You still haven't addressed the points I made in my original post.

Cheers

Steve


----------



## fastmongrel (Dec 7, 2013)

He's rich, handsome, got a beautiful wife, lovely kids and is lucky enough to be able to learn to fly and buy an iconic warbird. Me I am jealous as hell of him I wish I had 1% of his money but I dont begrudge him having it no one gave him that money he's earnt every penny. If he crashes the plane so what are we going to ground every warbird.


----------



## stona (Dec 7, 2013)

fastmongrel said:


> He's rich, handsome, got a beautiful wife, lovely kids and is lucky enough to be able to learn to fly and buy an iconic warbird. Me I am jealous as hell of him I wish I had 1% of his money but I dont begrudge him having it no one gave him that money he's earnt every penny.



Exactly

Steve


----------



## Von Frag (Dec 7, 2013)

GrauGeist said:


> Isn't somenody manufacturing a replica Spit these days?
> 
> Why not switch the vintage Spit for the replica...to be honest, Pitt doesn't know his a** from a hole in the ground, he sure as heck isn't going to know the difference between the replica and the real thing.
> 
> In the end the Spit is saved, the replica is mourned for the sacrifice it made and we don't have to hear about Pitt making atrocious movies anymore...it's a win-win deal all the way around!

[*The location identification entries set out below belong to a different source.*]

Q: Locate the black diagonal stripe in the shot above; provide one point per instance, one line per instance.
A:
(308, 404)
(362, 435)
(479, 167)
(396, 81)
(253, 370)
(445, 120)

WHAT? Inglorious Basterds was a fine piece of cinematography and we all know thats how WWII really went down, Hitler being blown up in a French movie house.......COME ON!


----------



## Matt308 (Dec 7, 2013)

Well so much for this thread.

Reactions: Bacon Bacon:
1 | Like Like:
3 | Like List reactions


----------



## DerAdlerIstGelandet (Dec 7, 2013)

Another thread bites the dust...


----------



## Njaco (Dec 7, 2013)

....and not a word about Tom Cruise and his 'Stang.


----------



## Matt308 (Dec 7, 2013)

...that **** has a stang!?


----------



## DerAdlerIstGelandet (Dec 7, 2013)

Shall we reopen the thread, if people promise to remain civil?


----------



## Matt308 (Dec 7, 2013)

I promise to be obnoxious...twice in a row.


----------



## DerAdlerIstGelandet (Dec 7, 2013)

Reopened...


----------



## Lucky13 (Dec 7, 2013)

I promise to.....oh, f*ck it!
As has already been said, he _might_ be a good pilot, plus....the Spitfire was/is easy to fly, I think that you'll find that the Spitfire was a bit more handful on the ground, same as the '109, due to their narrow undercarriage....so, if he's gonna put a dent in this piece of aviation history, I do hope that it'll be on the ground, because, should he write himself _and_ the Spitfire off, I bet _any_ money, that them there 'Keep All the Warbirds on the Ground' crew, will get more logs to their fire, plus we'll lose a part of history!
As yous said already, he crashes and bites the dust=Spitfires fault!
Either way, he shouldn't be let within 100 feet (much like fire) of her, until he mastered, paper swallows, powerless balsa models, balsa models powered by rubberband, R/C glider models, then some cheap powered ones and 500 hours on Spitfire simulation games and becomes at least a triple ace!


----------



## Njaco (Dec 7, 2013)

Gawd! I thought I did bad and accidently re-opened the thread! Whew!!!!


----------



## Njaco (Dec 7, 2013)

Matt308 said:


> ...that **** has a stang!?



.

_View: https://www.youtube.com/watch?v=5gQECFu06uU_


----------



## fubar57 (Dec 7, 2013)

If I had a spare 3.5 mil, I would buy a Spitfire to fly. Having said that, if I had that much money to spare, I would be hanging around with this and not you guys......







Geo


----------



## meatloaf109 (Dec 7, 2013)

Did you say something George?


----------



## vikingBerserker (Dec 7, 2013)

Who is George??????


----------



## pattle (Dec 7, 2013)

Yes Tom Cruise had a Mustang and it was totally original apart from the wooden blocks screwed to the peddles, perhaps Brad Pitt is buying a reduced scale replica which brings us back to Tom Cruise again. 
Seriously though what better thing is there to spend your money on if you can afford it than a Spitfire?


----------



## Lucky13 (Dec 7, 2013)

Two Spitfires and a Lancaster?

Geo, who??

Reactions: Like Like:
1 | Like List reactions


----------



## pattle (Dec 7, 2013)

Lucky13 said:


> Two Spitfires and a Lancaster?
> 
> Geo, who??



Yes it would be easy to get carried away like that, look at Gerry Yeager (I hope I got his name right)


----------



## GregP (Dec 8, 2013)

Maybe we could take a lesson from Steve Hinton Junior. I asked him about flying a Mustang and he said, "the Mustang was desiged for 19 year old pilots fresh out of pilot training to fly ... it flies really well!"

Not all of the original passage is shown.